From UPSC perspective, the following things are important :
Prelims level : EU Taxonomy
Mains level : Not Much
Activists have been widely criticizing the EU’s sustainable finance taxonomy as a “greenwashing” exercise that puts the European Union’s climate change targets at risk.
What is the EU Taxonomy?
- The EU taxonomy is a complex system to classify which parts of the economy may be marketed as sustainable investments.
- It includes economic activities, as well as detailed environmental criteria that each economic activity must meet to earn a green label.
Why in news now?
- Rules for most sectors came into effect this year, covering investments including steel plants, electric cars and building renovations.
- The rules for gas and nuclear energy, however, have been long delayed amid intense lobbying from governments who disagree on whether the fuels help fight climate change.
What does it say about gas and nuclear energy?
- The European Parliament supported that proposal in a vote paving the way for it to become law and apply from 2023.
- Under the proposal, for a gas-fuelled power plant to be deemed green, it must emit no more than 270 grams of CO2 equivalent per kilowatt hour, or have average emissions of 550g CO2e/kW over 20 years.
- It must also commit to switch to low-carbon gases by 2035.
- Gas and nuclear power plants are classed as transitional activities.
What’s the taxonomy for?
- The taxonomy does not ban investments in activities not labelled “green”, but it limits which ones companies and investors can claim are climate-friendly.
- The EU’s goal to eliminate its net emissions by 2050 will require huge investments, much of it private funding.

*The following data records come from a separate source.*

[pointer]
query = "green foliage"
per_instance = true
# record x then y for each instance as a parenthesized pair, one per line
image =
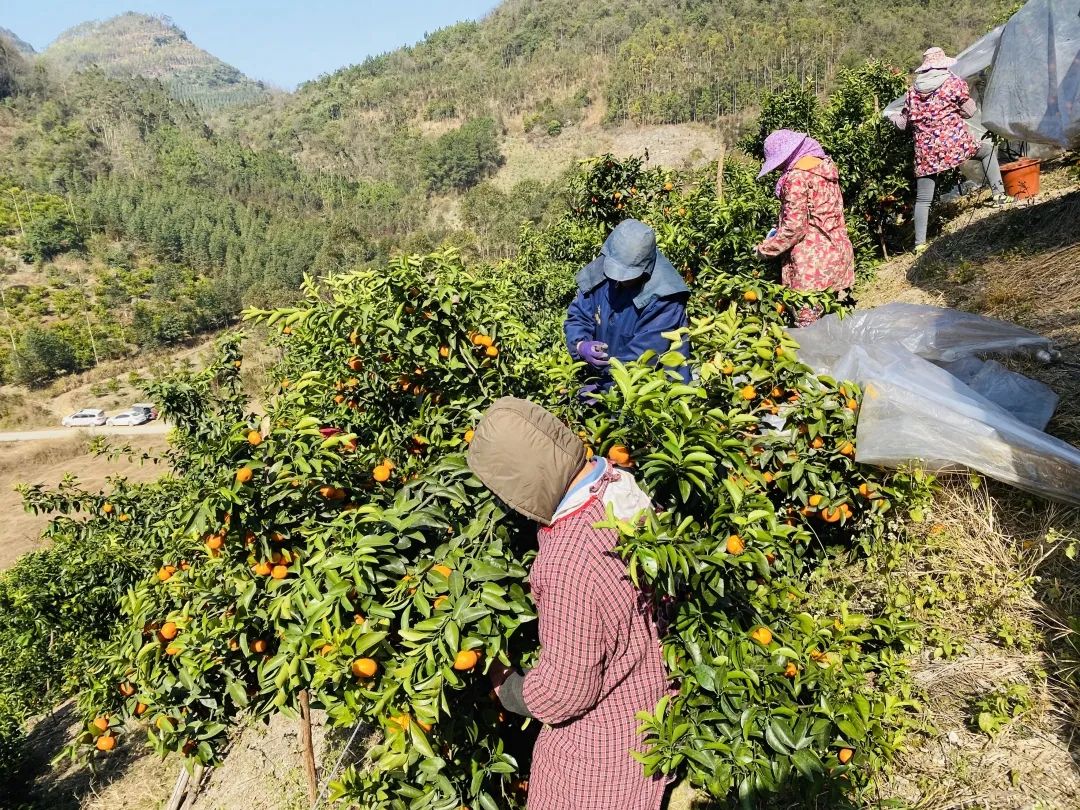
(1000, 707)
(463, 157)
(41, 354)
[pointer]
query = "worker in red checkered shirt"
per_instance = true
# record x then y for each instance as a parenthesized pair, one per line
(599, 659)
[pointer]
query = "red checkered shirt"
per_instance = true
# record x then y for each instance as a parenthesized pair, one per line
(599, 665)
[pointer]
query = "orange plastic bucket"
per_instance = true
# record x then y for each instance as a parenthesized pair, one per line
(1021, 178)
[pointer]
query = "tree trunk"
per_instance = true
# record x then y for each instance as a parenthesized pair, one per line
(308, 751)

- The rules also aim to stamp out green-washing, where organisations exaggerate their environmental credentials, among so-called eco-friendly investment products.
Who does it apply to?
- Providers of financial products – including pension providers – in the EU must disclose which investments comply with the taxonomy’s climate criteria.
- For each investment, fund or portfolio, they must disclose what share of underlying investments comply with the rules.
- Large companies and listed firms must also disclose what share of their turnover and capital expenditure complies.
- That means polluting companies can get recognition for making green investments.
- For example, if an oil company invested in a wind farm, it could label that expenditure as green.
What makes a “green” investment?
The rules classify three types of green investments.
- First, those that substantially contribute to green goals, for example, wind power farms.
- Second, those that enable other green activities, for example, facilities that can store renewable electricity or hydrogen.
- Third, transitional activities that cannot be made fully sustainable, but which have emissions below industry average and do not lock in polluting assets or crowd out greener alternatives.